One thing my therapist always said was I needed to come to terms with my rage.

I agreed, for the sake of my release. But the truth is I've come to terms with my rage. And I like it...I like it just the way it is. The drive in my father's broke-down '92 Chevy is quiet except for the rattling of the engine and the lingering scent of cigarette smoke. We say nothing and there's nothing to say.

The scruff around his face does wonders to hide the gauntness of him.

He taps his hand on the steering well and clucks awkwardly as if he wants to fill the silence.

"So..."

"Shut the fuck up," I murmur, and stare out the window.

He nods and goes silent. The scenery blurs by through the dirty window, my breath fogging up the glass. Just a few miles down the road is my childhood him. It wasn't far, only a 20-minute drive. It's a tense ride.

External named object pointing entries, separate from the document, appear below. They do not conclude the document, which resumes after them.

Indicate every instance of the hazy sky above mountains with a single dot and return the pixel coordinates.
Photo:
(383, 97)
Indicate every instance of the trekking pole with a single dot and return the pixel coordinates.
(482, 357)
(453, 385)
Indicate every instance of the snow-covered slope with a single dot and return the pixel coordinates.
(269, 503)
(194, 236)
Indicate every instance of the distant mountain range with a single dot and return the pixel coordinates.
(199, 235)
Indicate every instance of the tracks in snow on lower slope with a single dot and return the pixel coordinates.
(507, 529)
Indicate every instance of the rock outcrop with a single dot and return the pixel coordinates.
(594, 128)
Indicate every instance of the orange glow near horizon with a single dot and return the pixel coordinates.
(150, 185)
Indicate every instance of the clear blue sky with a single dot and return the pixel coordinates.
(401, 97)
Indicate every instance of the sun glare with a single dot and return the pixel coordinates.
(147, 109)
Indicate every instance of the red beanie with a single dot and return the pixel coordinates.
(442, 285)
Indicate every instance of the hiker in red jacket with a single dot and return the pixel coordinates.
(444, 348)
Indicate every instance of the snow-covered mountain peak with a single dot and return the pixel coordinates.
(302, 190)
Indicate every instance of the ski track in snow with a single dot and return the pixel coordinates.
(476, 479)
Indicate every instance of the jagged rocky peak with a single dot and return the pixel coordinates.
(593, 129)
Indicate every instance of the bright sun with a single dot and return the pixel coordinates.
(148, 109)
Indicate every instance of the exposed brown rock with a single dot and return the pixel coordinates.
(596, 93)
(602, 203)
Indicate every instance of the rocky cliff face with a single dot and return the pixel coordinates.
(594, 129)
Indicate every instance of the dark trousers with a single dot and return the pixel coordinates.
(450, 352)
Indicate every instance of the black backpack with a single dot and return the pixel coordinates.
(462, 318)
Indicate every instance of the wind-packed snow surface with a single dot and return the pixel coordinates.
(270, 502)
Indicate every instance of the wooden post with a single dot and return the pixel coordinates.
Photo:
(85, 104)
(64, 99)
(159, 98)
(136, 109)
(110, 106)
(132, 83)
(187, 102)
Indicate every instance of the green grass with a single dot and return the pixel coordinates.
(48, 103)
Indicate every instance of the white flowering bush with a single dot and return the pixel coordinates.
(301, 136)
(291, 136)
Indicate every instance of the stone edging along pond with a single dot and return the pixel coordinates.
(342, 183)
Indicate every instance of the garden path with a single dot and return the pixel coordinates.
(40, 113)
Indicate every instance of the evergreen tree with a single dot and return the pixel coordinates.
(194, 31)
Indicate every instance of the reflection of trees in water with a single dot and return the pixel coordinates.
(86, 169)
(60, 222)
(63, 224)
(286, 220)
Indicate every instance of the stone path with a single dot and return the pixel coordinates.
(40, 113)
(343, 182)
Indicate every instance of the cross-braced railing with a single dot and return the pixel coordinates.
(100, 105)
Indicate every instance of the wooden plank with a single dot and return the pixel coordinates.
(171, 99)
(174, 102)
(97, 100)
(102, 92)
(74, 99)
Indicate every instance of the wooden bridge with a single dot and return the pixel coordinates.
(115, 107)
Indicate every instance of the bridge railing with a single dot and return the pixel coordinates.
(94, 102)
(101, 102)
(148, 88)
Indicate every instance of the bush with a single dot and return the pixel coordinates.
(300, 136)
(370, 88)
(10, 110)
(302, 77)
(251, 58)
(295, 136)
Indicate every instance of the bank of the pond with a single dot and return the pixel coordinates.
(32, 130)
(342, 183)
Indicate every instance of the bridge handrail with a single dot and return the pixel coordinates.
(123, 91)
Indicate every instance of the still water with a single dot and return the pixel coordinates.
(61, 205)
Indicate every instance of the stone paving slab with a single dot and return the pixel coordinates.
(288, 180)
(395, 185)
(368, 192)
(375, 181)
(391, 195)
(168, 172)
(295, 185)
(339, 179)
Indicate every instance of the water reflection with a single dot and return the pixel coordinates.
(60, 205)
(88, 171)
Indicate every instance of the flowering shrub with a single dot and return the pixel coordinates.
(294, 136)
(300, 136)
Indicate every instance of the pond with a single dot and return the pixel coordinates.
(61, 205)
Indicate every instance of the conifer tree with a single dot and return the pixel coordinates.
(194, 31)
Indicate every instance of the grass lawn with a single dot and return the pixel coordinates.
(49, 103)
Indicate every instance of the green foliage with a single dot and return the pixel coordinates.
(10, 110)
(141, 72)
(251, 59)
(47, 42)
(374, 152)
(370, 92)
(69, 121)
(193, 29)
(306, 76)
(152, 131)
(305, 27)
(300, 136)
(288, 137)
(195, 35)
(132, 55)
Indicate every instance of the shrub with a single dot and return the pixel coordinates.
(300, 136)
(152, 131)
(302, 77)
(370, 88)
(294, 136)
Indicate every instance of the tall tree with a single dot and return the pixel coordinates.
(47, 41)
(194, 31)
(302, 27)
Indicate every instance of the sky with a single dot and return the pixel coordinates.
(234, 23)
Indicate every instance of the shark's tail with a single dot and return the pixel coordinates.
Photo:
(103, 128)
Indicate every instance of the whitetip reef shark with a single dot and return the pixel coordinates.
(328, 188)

He pulls up to the house. I saunter in, opening the door. He bumbles behind me, muttering. The house smells of stale alcohol and despair. So far from the clinical smell, I'm used to, it's the exact opposite.

I go into the kitchen, noting the unkempt, dingy kitchen. That doesn't matter though, I came here for one thing.

My father sits in the dingy chair I left 15 years ago, as I emerge from the kitchen. He looks up at me, with sunken eyes, and stared at the knife in my hand, resigned.

I smile. "Father."

He grunts. "So it's come to this. I thought they would've drugged you so bad you would've forgotten our little pact."

He didn't think. He wished. Begged I'm sure. But no...no amount of drugs could ever flush the need for blood from my system.

When I was 6 years old, I promised my father I would murder him. He told me if I stayed in the hospital until I was grown, he'd let me kill him without a fight.

The time has come. I smile and put the knife against my tongue and grin.

"Are you afraid?" I whisper.

He scoffs and swigs his beer. I wonder once more if I'm emanating that sickly clean scent of bleach. I hope so.

Because I intend to be covered in blood.